What I will never, ever forget about that day is the saintly, elderly volunteer who ambled over and very quietly and graciously helped me. In terms of co-regulation, he did all the right things: soft voice, relaxed body language, gentle (but not ingratiating) smile. He adroitly kept the focus away from what I was doing wrong, and focused on helping me. So I didn’t see him as a threat, which could have easily been the case.

In short, he treated me with genuine courtesy.

If I look back on this through a Self-Reg lens, you could say the man “lent me his calm” and reframed my behaviour. He didn’t chide me for manhandling the wheelchairs, but saw that I was stressed out, and that the best way to stop me from yanking the chairs was to be helpful. He didn’t know exactly what all my stressors were, but I expect he could see that the two he could address were my inability to wrangle the wheelchair and my need to get one quickly. And—really important—he didn’t increase my stress by making me feel foolish. As a result, I went on my way with the equipment I needed, feeling calmer, a little grateful, and with more energy available to help me support my son through the tough day that lay ahead.

Bottom line: this guy was doing Self-Reg, and his understanding of genuine (as opposed to rule-driven) courtesy helped him do it. To me this is one wee example of how the capacity for Self-Reg is there in all of us. It’s there in all the various ways we’ve learned to be sensitive and responsive to other people’s needs, including their stress. Can you look back and see ways in which you’ve done Self-Reg in the past, before you’d ever heard of Self-Reg? I’ll bet you can. But now Dr. Shanker’s framework gives us a clearer and more comprehensive way of thinking about it.
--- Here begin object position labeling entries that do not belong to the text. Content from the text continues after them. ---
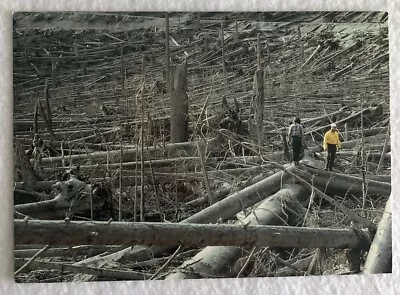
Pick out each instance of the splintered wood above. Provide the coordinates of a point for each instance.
(175, 124)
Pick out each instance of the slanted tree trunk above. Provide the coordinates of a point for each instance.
(258, 107)
(218, 261)
(74, 197)
(173, 234)
(223, 209)
(379, 259)
(180, 106)
(341, 183)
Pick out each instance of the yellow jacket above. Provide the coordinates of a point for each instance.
(331, 137)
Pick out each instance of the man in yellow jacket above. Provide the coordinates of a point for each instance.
(331, 144)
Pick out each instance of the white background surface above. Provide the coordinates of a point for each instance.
(355, 284)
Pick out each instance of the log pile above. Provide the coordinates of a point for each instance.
(153, 146)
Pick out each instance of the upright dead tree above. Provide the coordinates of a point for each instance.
(46, 98)
(258, 100)
(180, 105)
(167, 54)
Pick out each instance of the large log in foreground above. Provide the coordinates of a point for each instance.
(129, 154)
(336, 182)
(195, 235)
(379, 259)
(216, 261)
(223, 209)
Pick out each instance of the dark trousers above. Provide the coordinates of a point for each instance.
(330, 159)
(296, 146)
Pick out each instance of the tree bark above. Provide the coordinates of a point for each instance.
(379, 258)
(180, 106)
(129, 154)
(218, 261)
(223, 209)
(109, 273)
(74, 197)
(173, 234)
(368, 113)
(341, 183)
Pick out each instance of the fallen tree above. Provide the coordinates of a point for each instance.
(368, 115)
(342, 183)
(72, 196)
(379, 259)
(128, 154)
(217, 261)
(102, 272)
(173, 234)
(223, 209)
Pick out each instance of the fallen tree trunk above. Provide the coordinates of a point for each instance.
(172, 234)
(129, 154)
(372, 157)
(350, 144)
(368, 114)
(74, 197)
(57, 252)
(109, 273)
(342, 183)
(223, 209)
(379, 259)
(218, 261)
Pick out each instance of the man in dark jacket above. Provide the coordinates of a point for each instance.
(296, 139)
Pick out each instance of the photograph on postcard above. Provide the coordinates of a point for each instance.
(188, 145)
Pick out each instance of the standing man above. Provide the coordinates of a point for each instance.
(296, 139)
(332, 144)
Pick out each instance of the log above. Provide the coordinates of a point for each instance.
(57, 252)
(218, 261)
(341, 183)
(180, 106)
(74, 196)
(194, 235)
(129, 154)
(223, 209)
(324, 118)
(379, 258)
(241, 200)
(109, 273)
(368, 114)
(350, 144)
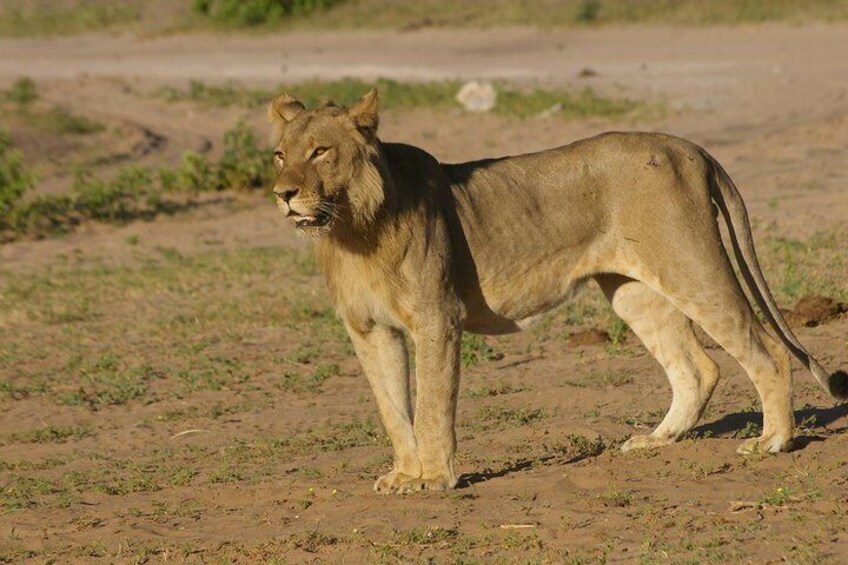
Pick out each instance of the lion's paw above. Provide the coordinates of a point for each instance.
(771, 444)
(400, 483)
(645, 442)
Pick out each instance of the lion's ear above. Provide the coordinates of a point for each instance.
(364, 111)
(284, 108)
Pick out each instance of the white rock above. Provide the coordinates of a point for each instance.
(477, 96)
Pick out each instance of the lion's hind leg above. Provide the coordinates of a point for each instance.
(668, 335)
(708, 293)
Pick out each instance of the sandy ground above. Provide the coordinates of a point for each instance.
(770, 102)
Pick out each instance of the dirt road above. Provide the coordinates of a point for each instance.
(250, 435)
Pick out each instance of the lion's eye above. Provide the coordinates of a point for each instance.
(318, 151)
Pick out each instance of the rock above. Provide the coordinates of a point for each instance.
(592, 336)
(477, 96)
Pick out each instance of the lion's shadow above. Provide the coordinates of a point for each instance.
(813, 420)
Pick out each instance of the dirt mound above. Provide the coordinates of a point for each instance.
(812, 310)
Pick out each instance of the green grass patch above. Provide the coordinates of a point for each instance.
(134, 193)
(475, 349)
(570, 13)
(256, 13)
(800, 267)
(15, 177)
(49, 434)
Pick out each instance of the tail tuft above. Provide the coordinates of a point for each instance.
(837, 384)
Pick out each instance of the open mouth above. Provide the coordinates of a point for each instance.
(315, 221)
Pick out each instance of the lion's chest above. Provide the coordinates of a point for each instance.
(366, 293)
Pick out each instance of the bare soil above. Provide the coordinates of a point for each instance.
(278, 472)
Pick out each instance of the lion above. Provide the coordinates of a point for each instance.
(411, 245)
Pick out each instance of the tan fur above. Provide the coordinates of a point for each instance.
(411, 245)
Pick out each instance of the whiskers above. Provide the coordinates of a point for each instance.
(324, 210)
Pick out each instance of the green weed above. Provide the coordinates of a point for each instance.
(504, 417)
(49, 434)
(254, 13)
(15, 177)
(777, 497)
(511, 101)
(474, 349)
(135, 192)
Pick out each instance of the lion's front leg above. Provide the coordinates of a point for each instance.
(383, 355)
(437, 347)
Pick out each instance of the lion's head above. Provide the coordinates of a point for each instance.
(327, 163)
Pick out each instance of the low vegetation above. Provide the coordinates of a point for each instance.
(511, 100)
(39, 17)
(253, 13)
(134, 192)
(15, 177)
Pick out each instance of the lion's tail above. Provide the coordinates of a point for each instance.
(729, 202)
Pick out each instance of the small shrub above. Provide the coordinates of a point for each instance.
(253, 13)
(243, 165)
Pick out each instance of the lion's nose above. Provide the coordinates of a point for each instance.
(286, 193)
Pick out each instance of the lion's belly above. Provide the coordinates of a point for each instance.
(506, 304)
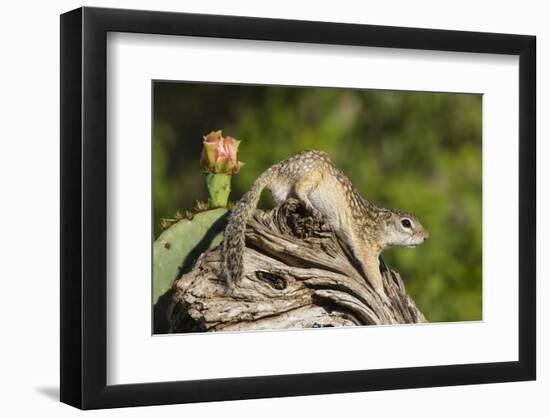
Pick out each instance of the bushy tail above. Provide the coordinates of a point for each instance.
(233, 241)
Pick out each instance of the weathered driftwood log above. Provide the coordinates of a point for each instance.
(297, 275)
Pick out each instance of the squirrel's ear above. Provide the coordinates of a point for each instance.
(386, 215)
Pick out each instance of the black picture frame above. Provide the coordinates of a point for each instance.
(84, 207)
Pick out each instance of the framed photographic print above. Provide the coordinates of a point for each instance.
(257, 208)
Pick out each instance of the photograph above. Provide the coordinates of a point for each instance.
(297, 207)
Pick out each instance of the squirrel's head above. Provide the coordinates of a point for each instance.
(400, 228)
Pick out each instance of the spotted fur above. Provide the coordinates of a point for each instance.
(312, 177)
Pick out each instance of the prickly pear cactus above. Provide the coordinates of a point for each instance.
(177, 248)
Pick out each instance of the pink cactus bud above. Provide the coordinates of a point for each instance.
(219, 154)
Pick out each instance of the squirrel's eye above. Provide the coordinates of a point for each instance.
(406, 223)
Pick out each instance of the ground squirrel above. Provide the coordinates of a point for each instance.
(313, 178)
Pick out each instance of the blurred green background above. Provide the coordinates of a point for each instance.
(419, 152)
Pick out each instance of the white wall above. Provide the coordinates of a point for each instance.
(29, 126)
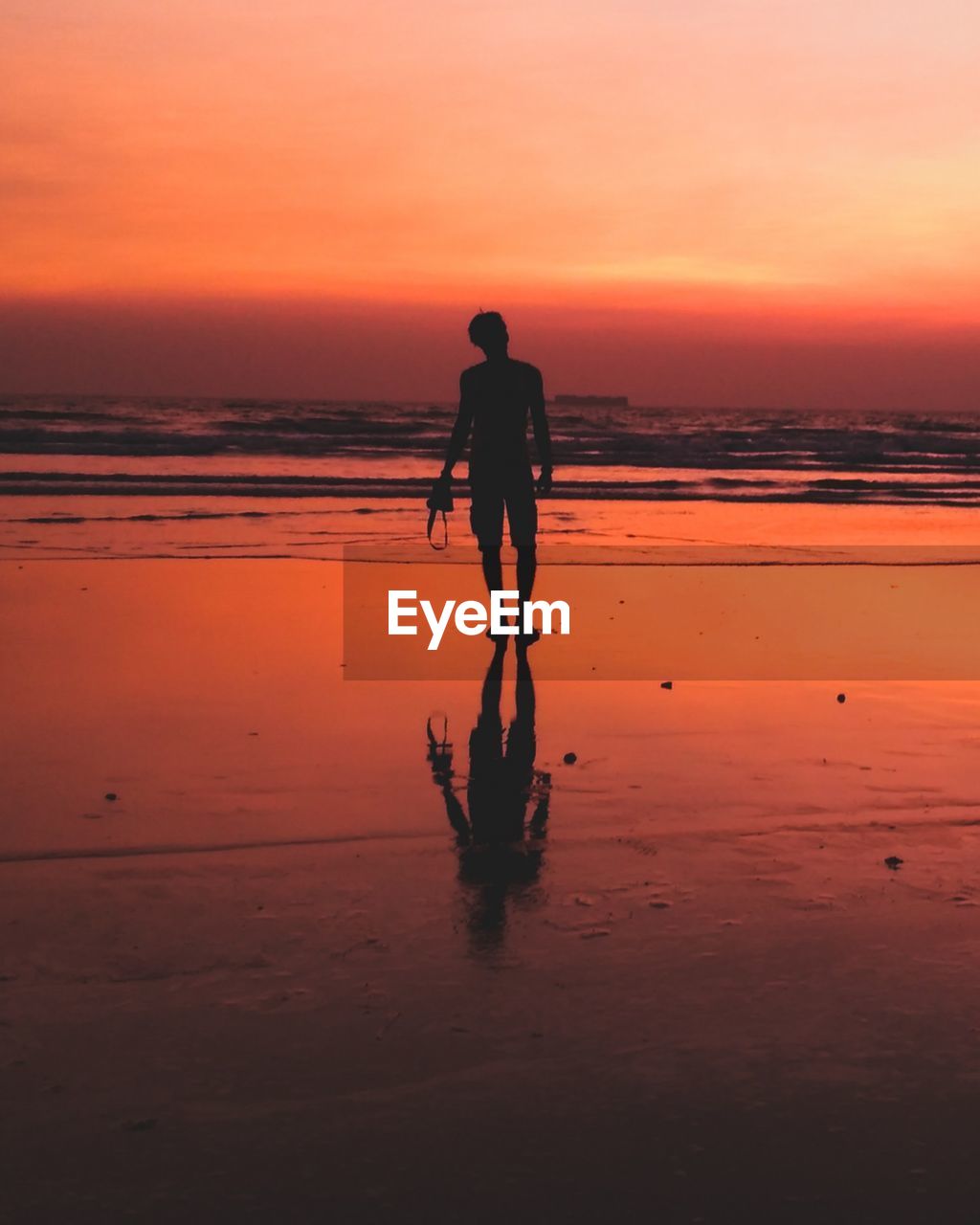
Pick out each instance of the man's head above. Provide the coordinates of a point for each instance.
(489, 332)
I can’t help but wonder if my younger self might have been more comfortable with manners if I’d been taught them via a Self-Reg, rather than a self-control, perspective. Who knows? I guess I should just be thankful that, as Stuart says, “it’s never too late.”
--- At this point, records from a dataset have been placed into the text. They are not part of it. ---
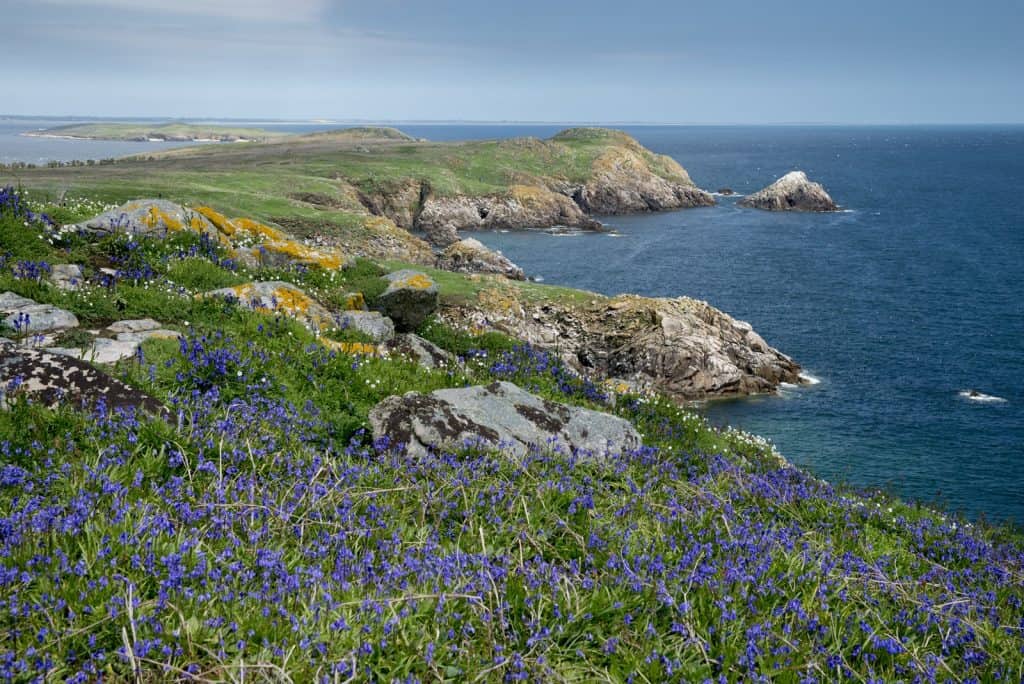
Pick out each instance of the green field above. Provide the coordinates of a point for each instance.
(171, 130)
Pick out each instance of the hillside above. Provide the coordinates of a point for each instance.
(337, 183)
(171, 132)
(248, 523)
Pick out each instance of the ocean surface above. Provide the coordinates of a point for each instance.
(908, 298)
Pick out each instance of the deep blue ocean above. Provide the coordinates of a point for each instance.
(910, 296)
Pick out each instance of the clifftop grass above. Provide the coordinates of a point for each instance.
(260, 535)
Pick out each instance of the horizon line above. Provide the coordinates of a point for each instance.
(496, 122)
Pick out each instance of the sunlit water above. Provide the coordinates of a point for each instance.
(899, 305)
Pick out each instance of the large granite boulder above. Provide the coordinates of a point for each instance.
(155, 218)
(55, 379)
(278, 296)
(373, 324)
(503, 416)
(794, 191)
(410, 298)
(472, 256)
(27, 316)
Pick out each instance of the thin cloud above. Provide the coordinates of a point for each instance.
(242, 10)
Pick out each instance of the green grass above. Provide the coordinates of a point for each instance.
(258, 535)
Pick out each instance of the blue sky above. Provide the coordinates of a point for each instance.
(738, 61)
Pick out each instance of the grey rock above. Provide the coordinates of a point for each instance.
(794, 191)
(27, 316)
(133, 326)
(501, 415)
(410, 298)
(153, 218)
(471, 256)
(423, 351)
(67, 275)
(440, 234)
(55, 379)
(377, 326)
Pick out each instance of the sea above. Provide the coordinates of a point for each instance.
(898, 306)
By | 2018-02-22T17:27:42+00:00 November 8th, 2017|

6 Comments

  1. Stefani Burosch December 6, 2017 at 9:38 pm - Reply

    Love this reframe John! Something that I have struggled with myself 🙂

    • John Hoffman December 7, 2017 at 11:12 am - Reply

      Thanks Stefani.

  2. Melissa Raine December 8, 2017 at 9:34 pm - Reply

    Great piece John: I recognise moments like this myself and always hope that those strangers know what an impact they had.

    • John Hoffman December 9, 2017 at 1:05 pm - Reply

      Thanks Melissa. I have sometimes tried to help strangers regulate. It’s not always easy to know what impact it has.

  3. Corale May 1, 2018 at 11:34 am - Reply

    Your negative view of manners reminds me of my negative view of “naming emotions”. I grew up with a mom who was very interested in brain development and helping children but I didn’t “buy” this discussion of emotions. It made me uncomfortable and distant, yet she persisted. It made it hard for me to reach out when I “was” emotional and needed comforting from a parent, because I just figured it would turn into a lecture on “naming my emotions”. As an adult, I understand the value of this but use it sparingly with my children, instead trying to lighten the mood with a calm voice and caring touch… especially since our lives are so busy. I need to remember to give my children the words of emotions – but not over do it.

    • John Hoffman May 11, 2018 at 9:45 am - Reply

      Interesting point Rebecca. It’s a good reminder that any time we’re trying to teach kids something or teach a skill, we need to pay attention to how the child is responding, and then respond to that.